合併や営業譲渡と比較されることがありますが、以下の点で異なります。
- 一部の事業を分割して承継会社に統合することができる点で合併とは異なる
- 個別の資産負債を譲渡する営業譲渡と異なり、会社分割では包括的に承継会社に統合することができる
- 適格分割の場合は簿価引継ぎが可能
- 会社分割の場合は債権者保護手続きが必要になる(営業譲渡では不要)
スキームとしては、買収側にとっては欲しい事業を包括的に自社もしくは新設会社に完全統合することができ、かつ現金を支払う必要がないところから、利用メリットの高いスキームであると言えます。
会社分割のメリットとリスク
【メリット】
(買収側)
・会社分割の効果は包括承継なので、営業譲渡のような契約関係、権利義務、従業員等を承継させるための個別の手続(契約の締結し直し等)が不要
・営業譲渡と同様に、欲しい資産負債を選んで買収することができる
・合併と同様に、一つの会社に統合されるので、事業シナジーが出やすい
・株式の交付により、キャッシュが不要
(売却側)
・買収先が上場会社の場合、株式を現金化できる
・信用力が増す(買収先の信用をそのまま使える)
・適格分割になれば、簿価引継ぎが可能になり、課税がかからない
【リスク】
(買収側)
・基本的には事業に必要な資産負債を引き継ぐので、簿外債務のリスクは残る
・株主総会の特別決議が必要
(売却側)
・株式の交付となるので、すぐに現金は入らない
・統合比率が不利になると、手元に入る現金が減ることがある
・株主総会の特別決議、債権者保護手続きが必要
・残された事業では会社の継続が困難になる場合がある。
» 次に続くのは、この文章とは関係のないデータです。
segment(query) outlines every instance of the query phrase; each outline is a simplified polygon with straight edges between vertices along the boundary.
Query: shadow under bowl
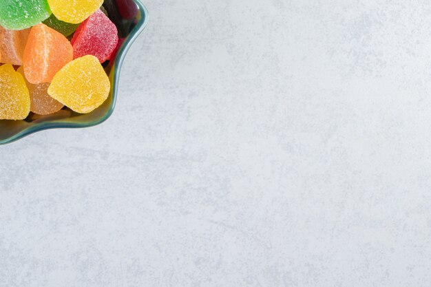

銀行等が了承しないリスクがある。
【適格分割の必要要件】
- 金銭交付がないこと
- 株主シェアに応じた株式交付がなされていること
- 分割会社の分割事業に係る主要な資産及び負債が引き継がれること
- 分割会社分割事業に係る従業者の概ね80%以上が引き継がれることが見込まれていること
- 分割会社の分割事業継続が見込まれること
【株式分割の手続き】
- 分割契約締結
- 労働者保護手続き(分割会社)
- 株主総会の特別決意(両社)
- 債権者保護手続き(両社)
- 株式買い取り請求(両社)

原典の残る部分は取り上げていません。